En plus de la pédophilie qui est devenue une véritable obsession, nous sommes préoccupés par le crime, le terrorisme, la sécurité, et parfois nous manifestons beaucoup d'hystérie face aux sujets temporairement à la mode tels que la fumée secondaire ou la pornographie.
Bien sûr, certaines de ces préoccupations sont sérieuses. La pédophilie, le crime et le terrorisme existent et leurs conséquences sont parfois très graves. Mais est-ce que la panique est justifiée?
La pédophilie a toujours existé. La littérature classique est remplie d'allusions aux jeunes garçons. Le grand romancier russe du XIXe siècle Dostoïevski a traité de la pédophilie de façon moderne. Y a-t-il des raisons de soupçonner une augmentation du nombre ou de la gravité des incidents? Rien de moins sûr. Il s'agit d'un phénomène stable ancré dans la psychopathie d'un petit nombre d'individus. Quant au crime et au terrorisme, contrairement à l'opinion populaire, ils sont à la baisse. Le pire acte terroriste au Canada, la destruction du Boeing d'Air India, est arrivé longtemps avant le 11 septembre. Si nous ne sommes pas complètement à l'abri d'un attentat, rien ne justifie toutefois notre peur excessive.
Mais pourquoi ne pas être vigilant? En soi, la prudence n'est pas critiquable. Cependant, les vagues de peur exercent une influence sur l'électorat, les législateurs et les juges, et finissent par diminuer les garanties essentielles de la liberté. Déjà, le droit au silence dans un poste de police s'effrite, les sentences s'allongent, les fouilles et les écoutes deviennent banales.
Vaincre la peur
L'autre effet néfaste des vagues de peur est que la société passe à côté d'autres problèmes aussi graves. Ainsi nous nous préoccupons de la présence d'un kirpan sikh à l'école,mais beaucoup moins du décrochage scolaire ou de la qualité de l'éducation. Savons-nous que du point de vue statistique les pesticides sont beaucoup plus dangereux que la fumée secondaire? Que notre patrimoine culturel est mis en péril infiniment plus par les coupures des subventions que par la présence de quelques individus de coutumes différentes? Que les accidents représentent un danger beaucoup plus grand que le crime? La peur collective menace non seulement notre liberté,mais aussi notre capacité de penser.

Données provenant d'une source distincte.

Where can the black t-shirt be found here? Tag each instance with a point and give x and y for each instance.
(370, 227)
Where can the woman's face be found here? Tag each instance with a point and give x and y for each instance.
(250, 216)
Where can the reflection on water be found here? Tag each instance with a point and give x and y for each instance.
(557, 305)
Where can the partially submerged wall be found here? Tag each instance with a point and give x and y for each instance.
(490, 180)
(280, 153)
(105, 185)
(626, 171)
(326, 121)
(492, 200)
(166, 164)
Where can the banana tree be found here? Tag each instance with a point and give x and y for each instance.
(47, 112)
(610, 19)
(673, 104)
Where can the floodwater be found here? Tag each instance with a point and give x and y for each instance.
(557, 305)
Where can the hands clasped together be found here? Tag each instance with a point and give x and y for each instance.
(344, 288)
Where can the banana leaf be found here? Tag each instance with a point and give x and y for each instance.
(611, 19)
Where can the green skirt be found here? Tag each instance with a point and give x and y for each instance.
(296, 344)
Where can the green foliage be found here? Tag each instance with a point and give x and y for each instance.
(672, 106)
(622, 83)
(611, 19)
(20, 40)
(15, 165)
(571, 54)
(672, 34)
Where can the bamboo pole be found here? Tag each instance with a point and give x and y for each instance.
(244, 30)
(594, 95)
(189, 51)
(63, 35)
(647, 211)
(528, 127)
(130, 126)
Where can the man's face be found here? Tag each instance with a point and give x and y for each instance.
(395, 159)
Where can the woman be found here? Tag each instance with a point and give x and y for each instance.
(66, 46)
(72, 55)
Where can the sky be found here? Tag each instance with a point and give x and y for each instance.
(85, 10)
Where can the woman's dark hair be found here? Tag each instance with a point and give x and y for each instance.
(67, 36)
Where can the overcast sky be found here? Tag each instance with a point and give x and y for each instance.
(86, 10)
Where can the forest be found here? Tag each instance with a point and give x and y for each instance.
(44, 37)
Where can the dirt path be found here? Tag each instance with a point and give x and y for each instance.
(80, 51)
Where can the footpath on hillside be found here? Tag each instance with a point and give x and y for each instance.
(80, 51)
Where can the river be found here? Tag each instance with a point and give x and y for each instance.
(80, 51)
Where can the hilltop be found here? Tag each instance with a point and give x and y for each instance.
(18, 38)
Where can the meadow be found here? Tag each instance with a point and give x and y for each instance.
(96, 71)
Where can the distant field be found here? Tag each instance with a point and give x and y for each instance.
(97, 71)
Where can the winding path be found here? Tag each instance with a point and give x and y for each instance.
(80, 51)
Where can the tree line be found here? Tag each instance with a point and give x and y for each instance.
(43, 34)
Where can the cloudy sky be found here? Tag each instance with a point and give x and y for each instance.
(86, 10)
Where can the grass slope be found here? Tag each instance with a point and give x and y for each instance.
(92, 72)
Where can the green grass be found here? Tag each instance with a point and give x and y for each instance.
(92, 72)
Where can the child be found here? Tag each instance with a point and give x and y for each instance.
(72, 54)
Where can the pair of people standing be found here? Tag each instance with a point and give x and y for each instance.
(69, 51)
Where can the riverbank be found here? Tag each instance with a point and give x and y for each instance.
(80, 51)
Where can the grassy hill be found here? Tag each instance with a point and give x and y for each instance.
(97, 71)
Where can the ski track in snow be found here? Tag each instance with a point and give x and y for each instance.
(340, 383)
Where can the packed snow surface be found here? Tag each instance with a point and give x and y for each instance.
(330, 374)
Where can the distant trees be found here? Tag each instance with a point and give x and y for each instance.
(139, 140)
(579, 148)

Comment vaincre la peur? Une défense farouche de l'indépendance individuelle demeure sûrement la prescription de base. Ensuite, il faut retourner vers le rationalisme. Pour constater qu'il existe un danger il ne suffit pas de ressentir une crainte ou d'en remarquer une chez nos voisins. Il faut rechercher les donnés statistiques, logiques et sociologiques.
Un de nos grands savants, Mario Bunge, de l'Université McGill, nous met en garde contre l'obscurantisme, la tendance à proclamer des «vérités» sans les avoir prouvées.
Nous devons donc nous réveiller de ce cauchemar de la peur et utiliser nos connaissances ainsi que notre intelligence pour dresser la liste de nos priorités, et surtout pour nous assurer que les mesures adoptées pour atteindre nos buts ne détruisent pas la liberté et ne nous privent pas de l'objectivité et de la sérénité.